Mister President,
The events unfolding in Kiev during the last ten days or so are good news for democracy. Overcoming fatalism and fear, hundreds of thousands of Ukrainian citizens are demonstrating, with a calm determination, their demand for change. They have gradually imposed a certain respect for their movement amongst a large section of the Ukrainian Parliament, the army, the media and apparently the Supreme Court itself.
This shake-up is due to the fact that the Koutchma system has, over the years, led to the growth of an ever-broader opposition in which can now be found tendencies with very different ideas regarding the future of their country. The regime´s drift into authoritarianism was, in fact, already set in motion during the period in which the Prime Minister was called Iouchtchenko rather than Yanoukovitch. Yet despite this, for a long time the leaders of Europe, and more generally of the west, have treated the Ukrainian president as an ally. For his part, Président Bush, just last year, apparently demonstrated his confidence in the existing power's willingness to defend, at his side, democracy in the Middle East, saluting Mr Koutchma's decision to send troops to Iraq. All of these elements should lead us to take a somewhat measured view of certain professions of the democratic faith, at the same time avoiding simplistic and Manichean visions of Ukrainian political realities.
The big challenge at the present time appears to me to be the need somehow to succeed in ensuring that what is in itself good news for democracy is not transformed into a tragedy for the Ukrainian people, provoking if not the partition of the country, at least the awakening of nationalisms and the resurgence of ethnic divides going back to the time of the Russian and Austro-Hungarian Empires.
I find it, in this respect, somewhat archaic, one might indeed say irresponsible, to present the Ukrainian crisis as a sort of arm-wrestling match between "the West" and Russia, a European variant of the struggle of good against evil. The history of the Ukraine being as it is, such an approach can only exacerbate the division between the country's two principle parties. This would do nothing to address the interests of the Ukrainian people, least of all those of the western region, extremely dependent as they have become on the rest of the country since the collapse of cross-border trade with the entry of their neighbours into the European Union. Neither would it be in the interests of the EU itself.

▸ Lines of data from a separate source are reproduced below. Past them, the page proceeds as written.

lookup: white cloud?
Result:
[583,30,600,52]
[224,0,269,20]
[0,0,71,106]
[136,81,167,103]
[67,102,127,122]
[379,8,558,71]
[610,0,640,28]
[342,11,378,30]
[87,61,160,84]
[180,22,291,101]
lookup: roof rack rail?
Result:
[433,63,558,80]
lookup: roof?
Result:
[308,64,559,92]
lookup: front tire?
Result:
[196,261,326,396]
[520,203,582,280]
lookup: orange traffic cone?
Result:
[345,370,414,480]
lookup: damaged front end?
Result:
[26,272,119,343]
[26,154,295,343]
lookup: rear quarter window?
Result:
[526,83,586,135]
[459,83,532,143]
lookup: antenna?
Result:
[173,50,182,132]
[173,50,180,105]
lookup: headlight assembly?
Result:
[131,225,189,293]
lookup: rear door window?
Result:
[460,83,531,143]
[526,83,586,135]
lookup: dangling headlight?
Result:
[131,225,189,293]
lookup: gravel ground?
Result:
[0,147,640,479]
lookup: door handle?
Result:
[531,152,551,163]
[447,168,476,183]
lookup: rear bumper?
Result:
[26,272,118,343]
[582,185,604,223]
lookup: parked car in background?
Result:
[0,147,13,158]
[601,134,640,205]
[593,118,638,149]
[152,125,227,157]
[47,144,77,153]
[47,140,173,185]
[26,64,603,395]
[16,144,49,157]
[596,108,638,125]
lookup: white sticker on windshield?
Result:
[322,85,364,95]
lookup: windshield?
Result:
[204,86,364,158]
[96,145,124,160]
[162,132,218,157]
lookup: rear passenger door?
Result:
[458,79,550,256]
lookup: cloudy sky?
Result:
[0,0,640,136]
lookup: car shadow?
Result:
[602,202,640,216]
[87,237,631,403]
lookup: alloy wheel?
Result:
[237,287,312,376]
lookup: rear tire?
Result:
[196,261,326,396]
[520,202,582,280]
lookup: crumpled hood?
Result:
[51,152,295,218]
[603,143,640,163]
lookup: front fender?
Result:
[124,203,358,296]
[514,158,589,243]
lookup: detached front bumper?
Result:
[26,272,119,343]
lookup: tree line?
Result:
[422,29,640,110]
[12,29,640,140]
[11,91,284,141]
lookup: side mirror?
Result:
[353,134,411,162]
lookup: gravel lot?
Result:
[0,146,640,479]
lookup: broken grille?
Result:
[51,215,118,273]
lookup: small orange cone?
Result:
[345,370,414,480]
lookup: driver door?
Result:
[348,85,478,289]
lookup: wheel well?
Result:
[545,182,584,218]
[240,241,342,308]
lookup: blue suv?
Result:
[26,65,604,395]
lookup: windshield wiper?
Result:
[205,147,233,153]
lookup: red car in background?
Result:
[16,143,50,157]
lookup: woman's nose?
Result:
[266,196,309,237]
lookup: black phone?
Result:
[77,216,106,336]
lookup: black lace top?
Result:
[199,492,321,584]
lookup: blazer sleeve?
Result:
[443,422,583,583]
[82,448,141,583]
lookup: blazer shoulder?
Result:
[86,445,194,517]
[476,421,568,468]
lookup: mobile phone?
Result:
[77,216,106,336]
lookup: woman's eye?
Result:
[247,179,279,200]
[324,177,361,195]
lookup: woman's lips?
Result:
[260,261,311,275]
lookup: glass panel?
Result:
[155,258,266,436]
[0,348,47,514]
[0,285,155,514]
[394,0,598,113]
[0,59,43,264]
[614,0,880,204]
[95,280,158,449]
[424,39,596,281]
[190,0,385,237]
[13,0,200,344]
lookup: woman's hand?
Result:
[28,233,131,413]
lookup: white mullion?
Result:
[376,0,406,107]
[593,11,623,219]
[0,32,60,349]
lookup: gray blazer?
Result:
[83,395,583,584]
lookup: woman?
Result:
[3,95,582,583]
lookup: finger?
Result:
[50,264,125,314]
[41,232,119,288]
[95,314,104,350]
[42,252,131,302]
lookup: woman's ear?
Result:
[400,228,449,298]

As much as we are justified in encouraging, by our mediation, a democratic dynamic in the Ukraine, we have a great deal to lose through the destabilisation of this economically and politically fragile region. Let´s leave to Paul Wolfowitz the imperial vision of Europe expressed in his declaration that "The objective of a Europe entire and free will not be attained unless the Ukraine becomes a full member of the European Union and until she is fully integrated into NATO."
It would be best, for our part, if we were to refrain from exerting this kind of pressure. As soon as new elections, hopefully conducted in full transparency, have determined the legitimate representative of the country, the moment will arrive when we must engage both the authorities and the broader society itself in a calm political dialogue, one which does not put the new relationship with the Union in opposition to the country's special relationship with Russia, but which, on the contrary, sets out to open a perspective which the Ukrainian people, in all their diversity, can feel is right for them. Here, once more, is a serious test of our ability to put in place a common foreign policy worthy of the name.